Countervailing effects of the time period were found by the current study, with comparatively smaller decreases in depressive symptoms across time period, as compared to the comparatively larger increases among younger birth cohorts. This result is in line with some previous studies, in which decreasing or stagnating trends in depressive symptoms over time were found, especially among older adults (Bretschneider et al., 2018; Kucera et al., 2020; Zivin et al., 2013) and mirrors the general trend toward more physically healthy aging often found in developed countries (Chatterji et al., 2015). The current study suggests that those prior findings might be caused by a synergetic effect of decreasing depressive symptoms across time periods and decreasing depressive symptoms for older birth cohorts born until about 1945. At the same time, numerous previous studies also suggested increasing trends in depressive symptoms across time in comparatively younger adults (e.g., Keyes et al., 2019). This likely reflects the increases in depressive symptoms among more recent born birth cohorts after 1945. However, as already discussed, the present study cannot estimate the causal reasons for the observed trends, which should be explored by future analyses.

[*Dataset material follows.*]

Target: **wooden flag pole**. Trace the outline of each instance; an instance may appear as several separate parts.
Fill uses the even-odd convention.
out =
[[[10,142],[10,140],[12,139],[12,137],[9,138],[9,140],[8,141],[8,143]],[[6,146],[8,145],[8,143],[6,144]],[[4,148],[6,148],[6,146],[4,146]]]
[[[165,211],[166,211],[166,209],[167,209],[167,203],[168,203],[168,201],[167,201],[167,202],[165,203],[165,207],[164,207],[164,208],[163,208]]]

Several limitations have to be taken into account when interpreting the results. The sample did not include institutionalized older adults and thus likely underestimates the true level of depression in the population. Similarly, I only studied depressive symptom trends in Germany, and future studies are needed to explore to what extent these results can be generalized to other European and international samples. Second, although I used one of the popular approaches to analysing birth cohort differences with the HAPC model, I acknowledge that there is a healthy discussion regarding the appropriate way to analyze age-period-cohort differences (Bell, 2020). Future studies might use other techniques suggested in the literature to validate the results (Fu, 2018; Yang & Land, 2013). Specifically, simulation studies suggest that the cohort effect might be underestimated by the methods used in the current study, which further emphasizes the need to validate the observed trends (Luo & Hodges, 2020). Similarly, age-period-cohort models cannot provide information on the causal reasons for the observed trends and future studies are needed that explicitly analyze potential explanatory factors for the observed generational rise in depressive symptoms. Finally, only a self-report measure of depression, the CES-D 15 was used. As discussed above, self-report measures might be susceptible to cognitive biases and as such future studies might employ other, potentially more objective indicators of depression (Marsden & Wright, 2010).